We know we told you our Tropicana post yesterday was the World’s Greatest Blog. But this is too. We can say that because it is not a claim, but just harmless puffery. There was nothing in the title that was objectively measurable. And it was not the sort of thing any reasonable reader would believe. Or at least that is our story and we are sticking to it as we cannot afford a credible survey to show preference for our advertising blog or yesterday’s blog in particular over others. And you, loyal readers, would not count as you are not a random sample.

Puffery does have a bit of a feel of the last refuge of scoundrels defense. And it is also risky to rely on this defense without having a Plan B. In a recent NAD challenge to Starbucks ads for the Verismo Single Serve Coffee System, Starbucks raised two defenses – that their ads were puffs or alternatively truthful and substantiated. And the NAD agreed in large part for the ads disseminated by Starbucks. The NAD had issues with some ads run by retailers selling the machines. (And we do not have all of the facts here but we flag this as an area to watch – whether NAD will hold manufacturers on the hook for claims made by their resellers.)

Starbucks sells a single serve home coffee system. Claims included “perfectly crafted Starbucks coffeehouse quality lattes;” “lattes are made to cafe standard;” “all-natural milk pods produce lattes just like the original;” and “with rich espresso, high-quality Arabica coffee, and the creamy foam of pure 2% milk, your favorite Starbucks beverages come together at the touch of a button.” The challenger claimed that these words implied the coffee beverages made with Verismo were identical in taste and otherwise to the drinks made at Starbucks. There were differences in the coffees according to the challenger as the milk pods used in the Verismo machine used real milk powder with 2% fat while your neighborhood barista steams 2% milk.

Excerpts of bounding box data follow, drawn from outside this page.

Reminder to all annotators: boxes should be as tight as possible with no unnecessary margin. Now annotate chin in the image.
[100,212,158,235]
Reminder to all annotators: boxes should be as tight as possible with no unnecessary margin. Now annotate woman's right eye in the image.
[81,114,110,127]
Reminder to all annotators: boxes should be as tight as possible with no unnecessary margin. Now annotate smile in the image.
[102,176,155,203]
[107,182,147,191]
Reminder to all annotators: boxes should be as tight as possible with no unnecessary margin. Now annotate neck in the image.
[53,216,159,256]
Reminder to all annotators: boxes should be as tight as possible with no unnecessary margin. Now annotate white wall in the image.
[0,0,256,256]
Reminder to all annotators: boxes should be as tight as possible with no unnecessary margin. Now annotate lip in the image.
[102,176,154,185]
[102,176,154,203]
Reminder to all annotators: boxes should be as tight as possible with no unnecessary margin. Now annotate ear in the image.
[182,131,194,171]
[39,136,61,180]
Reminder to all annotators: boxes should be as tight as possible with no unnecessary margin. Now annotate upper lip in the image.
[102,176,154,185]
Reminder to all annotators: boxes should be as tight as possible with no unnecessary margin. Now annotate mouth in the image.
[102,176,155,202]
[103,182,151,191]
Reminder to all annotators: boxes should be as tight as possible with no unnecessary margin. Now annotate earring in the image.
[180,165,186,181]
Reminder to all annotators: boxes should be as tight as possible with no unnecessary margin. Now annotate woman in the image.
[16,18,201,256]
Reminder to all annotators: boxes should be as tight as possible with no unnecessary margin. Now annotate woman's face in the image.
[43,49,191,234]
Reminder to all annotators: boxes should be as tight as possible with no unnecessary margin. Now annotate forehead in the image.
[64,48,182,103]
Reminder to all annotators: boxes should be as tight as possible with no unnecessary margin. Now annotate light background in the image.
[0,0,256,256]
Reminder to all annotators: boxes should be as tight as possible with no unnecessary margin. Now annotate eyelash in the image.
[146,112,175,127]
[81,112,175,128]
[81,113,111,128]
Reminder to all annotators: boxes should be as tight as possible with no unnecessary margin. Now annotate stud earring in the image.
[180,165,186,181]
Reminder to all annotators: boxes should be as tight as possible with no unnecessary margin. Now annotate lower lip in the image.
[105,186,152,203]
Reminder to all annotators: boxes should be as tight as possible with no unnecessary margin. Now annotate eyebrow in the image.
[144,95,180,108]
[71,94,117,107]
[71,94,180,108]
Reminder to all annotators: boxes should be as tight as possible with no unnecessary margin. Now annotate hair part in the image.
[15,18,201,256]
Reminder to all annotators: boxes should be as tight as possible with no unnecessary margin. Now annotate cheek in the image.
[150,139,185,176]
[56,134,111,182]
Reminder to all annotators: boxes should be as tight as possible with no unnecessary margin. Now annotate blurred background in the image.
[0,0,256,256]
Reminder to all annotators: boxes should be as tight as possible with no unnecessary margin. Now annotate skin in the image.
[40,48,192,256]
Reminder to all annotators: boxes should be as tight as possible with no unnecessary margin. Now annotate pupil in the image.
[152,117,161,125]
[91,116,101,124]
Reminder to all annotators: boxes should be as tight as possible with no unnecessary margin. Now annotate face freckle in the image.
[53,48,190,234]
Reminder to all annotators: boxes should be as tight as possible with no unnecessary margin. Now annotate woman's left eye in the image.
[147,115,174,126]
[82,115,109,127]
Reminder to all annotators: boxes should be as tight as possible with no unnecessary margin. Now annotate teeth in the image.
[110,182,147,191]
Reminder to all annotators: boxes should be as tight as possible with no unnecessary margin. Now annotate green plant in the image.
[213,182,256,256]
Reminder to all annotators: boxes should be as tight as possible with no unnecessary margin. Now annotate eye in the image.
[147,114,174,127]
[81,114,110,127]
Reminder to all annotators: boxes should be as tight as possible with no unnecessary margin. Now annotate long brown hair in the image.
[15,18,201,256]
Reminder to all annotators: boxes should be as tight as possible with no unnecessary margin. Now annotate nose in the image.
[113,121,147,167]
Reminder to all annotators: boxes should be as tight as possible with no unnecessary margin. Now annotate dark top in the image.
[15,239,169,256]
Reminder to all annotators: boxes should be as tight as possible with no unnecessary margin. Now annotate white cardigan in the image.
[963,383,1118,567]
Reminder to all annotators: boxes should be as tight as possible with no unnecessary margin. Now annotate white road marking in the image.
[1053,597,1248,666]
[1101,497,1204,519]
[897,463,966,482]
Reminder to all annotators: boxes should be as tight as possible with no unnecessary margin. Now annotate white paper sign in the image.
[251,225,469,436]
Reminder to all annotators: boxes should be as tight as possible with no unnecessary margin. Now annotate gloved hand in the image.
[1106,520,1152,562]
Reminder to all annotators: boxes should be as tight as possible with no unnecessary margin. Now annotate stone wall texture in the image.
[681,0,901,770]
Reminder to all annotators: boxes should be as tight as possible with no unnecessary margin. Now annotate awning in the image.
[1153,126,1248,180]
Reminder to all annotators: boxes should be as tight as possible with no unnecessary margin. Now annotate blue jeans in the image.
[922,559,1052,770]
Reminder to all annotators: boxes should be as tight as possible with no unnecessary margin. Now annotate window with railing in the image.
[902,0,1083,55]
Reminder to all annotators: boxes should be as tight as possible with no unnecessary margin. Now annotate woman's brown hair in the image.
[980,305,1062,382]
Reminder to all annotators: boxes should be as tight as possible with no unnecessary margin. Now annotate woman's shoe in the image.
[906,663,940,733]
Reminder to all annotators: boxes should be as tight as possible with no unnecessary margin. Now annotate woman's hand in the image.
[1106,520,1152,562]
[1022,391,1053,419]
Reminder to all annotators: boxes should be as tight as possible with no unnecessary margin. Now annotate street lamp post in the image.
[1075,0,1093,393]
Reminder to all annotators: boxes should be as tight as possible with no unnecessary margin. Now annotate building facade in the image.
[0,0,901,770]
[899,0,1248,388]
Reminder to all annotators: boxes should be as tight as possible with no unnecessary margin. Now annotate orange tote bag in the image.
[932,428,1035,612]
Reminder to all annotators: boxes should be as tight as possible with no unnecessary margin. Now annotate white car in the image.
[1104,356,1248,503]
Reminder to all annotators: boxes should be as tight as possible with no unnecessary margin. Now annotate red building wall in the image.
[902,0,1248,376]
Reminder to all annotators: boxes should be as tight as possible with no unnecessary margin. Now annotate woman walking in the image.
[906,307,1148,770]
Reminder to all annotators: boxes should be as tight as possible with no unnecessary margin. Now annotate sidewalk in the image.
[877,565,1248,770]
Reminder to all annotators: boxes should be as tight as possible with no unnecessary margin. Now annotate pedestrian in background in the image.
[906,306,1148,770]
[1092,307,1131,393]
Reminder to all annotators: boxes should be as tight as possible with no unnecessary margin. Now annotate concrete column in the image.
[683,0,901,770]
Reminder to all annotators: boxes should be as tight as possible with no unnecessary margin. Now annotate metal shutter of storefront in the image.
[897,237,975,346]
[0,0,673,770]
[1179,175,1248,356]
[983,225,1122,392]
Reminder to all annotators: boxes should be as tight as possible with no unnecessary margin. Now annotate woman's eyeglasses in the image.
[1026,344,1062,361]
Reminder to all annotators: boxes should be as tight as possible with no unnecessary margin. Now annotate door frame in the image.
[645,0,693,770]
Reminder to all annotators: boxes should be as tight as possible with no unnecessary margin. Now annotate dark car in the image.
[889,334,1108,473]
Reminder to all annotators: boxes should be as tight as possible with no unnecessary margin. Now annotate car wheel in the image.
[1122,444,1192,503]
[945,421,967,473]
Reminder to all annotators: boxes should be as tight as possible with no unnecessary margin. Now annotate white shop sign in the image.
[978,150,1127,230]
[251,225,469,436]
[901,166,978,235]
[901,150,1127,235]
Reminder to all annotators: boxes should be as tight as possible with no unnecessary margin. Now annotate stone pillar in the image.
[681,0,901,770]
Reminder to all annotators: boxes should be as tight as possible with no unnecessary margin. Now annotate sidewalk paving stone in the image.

Starbucks said “coffeehouse quality lattes” and “Starbucks quality lattes” were nonactionable puffery. NAD disagreed and found that reasonable consumers could understand these phrases as claims that the at-home coffee was identical in all material respects with the store-made treat. Starbucks asserted that even if these words did make a promise that the claims were substantiated but NAD disagreed as the customer testing information presented was either not detailed enough for NAD to assess or based on sample sizes that were too small (16 cities) and not sufficiently diverse of the general coffee house drinking U.S. population (2 cities).

NAD concluded that the rest of the claims were substantiated, that the coffee was high quality and that the powdered milk was pure milk (rejecting the contention that a reference to milk would be only understood as liquid milk). The NAD also approved of imagery of the ubiquitous Starbucks white and green cup with check marks for latte and 2% and the addition of “make at home”. Its only beef was with the express reference to cafe or Starbucks quality.

It is probably too soon to make broad pronouncements but the Tropicana and the Starbucks cases read together might suggest NAD is taking a more liberal view of when messages are puffs rather than claims.